The word didn't come from a mouth. It came from the Entity hovering above them. It was a towering figure of shifting smoke and golden armor, six wings made of eyes unfolding behind it. It had no face, only a void where light went to die.
"Seven strangers. Seven sins," the Entity proclaimed. Its voice vibrated in their marrow. "You are here because the Pact has been signed. You are no longer human. You are vessels."
The Entity raised a hand. Seven beams of dark light struck the contenders.
Arthur felt a searing heat on his forehead. He looked at his reflection in the polished floor. A glowing mark was burning itself into his skin—the sigil of PRIDE.

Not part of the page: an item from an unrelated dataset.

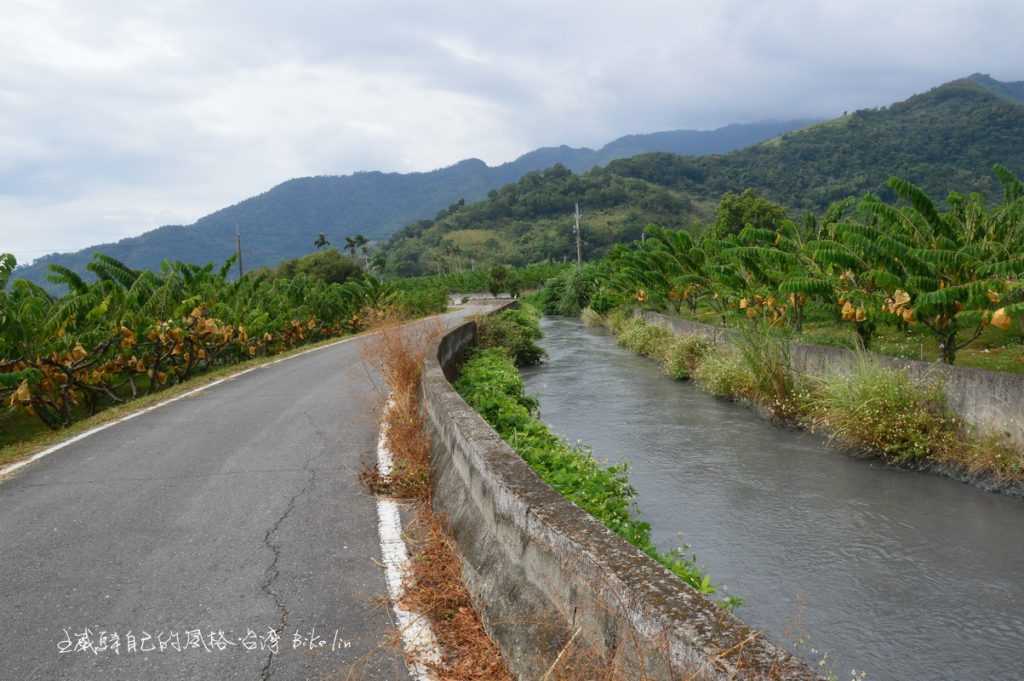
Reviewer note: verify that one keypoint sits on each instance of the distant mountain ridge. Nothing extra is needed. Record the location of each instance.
(946, 139)
(282, 222)
(1012, 91)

"Each of you carries a Sin," the Entity continued. "And each Sin has a Guardian. An entity of your own making, fueled by your darkness. You have been given the tools to reshape the world. But only one may wield the final Wish. Only one may be the Sovereign."
Behind Arthur, a shadow began to rise. It grew taller and taller, taking a shape that mimicked his own, but more regal, more terrifying. Its eyes matched his own—cold, calculating, and utterly devoid of mercy.
"The rules are simple," the Entity’s voice boomed. "Kill. Survive. Ascend. The last one standing becomes God."
The Entity’s wings flared, blinding them all for a second.
"BEGIN."
Arthur stood up, smoothing his coat. He looked at the six others. Most were paralyzed by fear. But one—a beautiful woman with a serpent-like grace—was already looking at him with a predatory smile. Her mark, on her neck, glowed a deep, intoxicating pink. Lust.
Arthur didn't smile back. He just watched her, his mind already calculating the quickest way to end her existence.
The game had started. And Arthur had never lost a game in his life.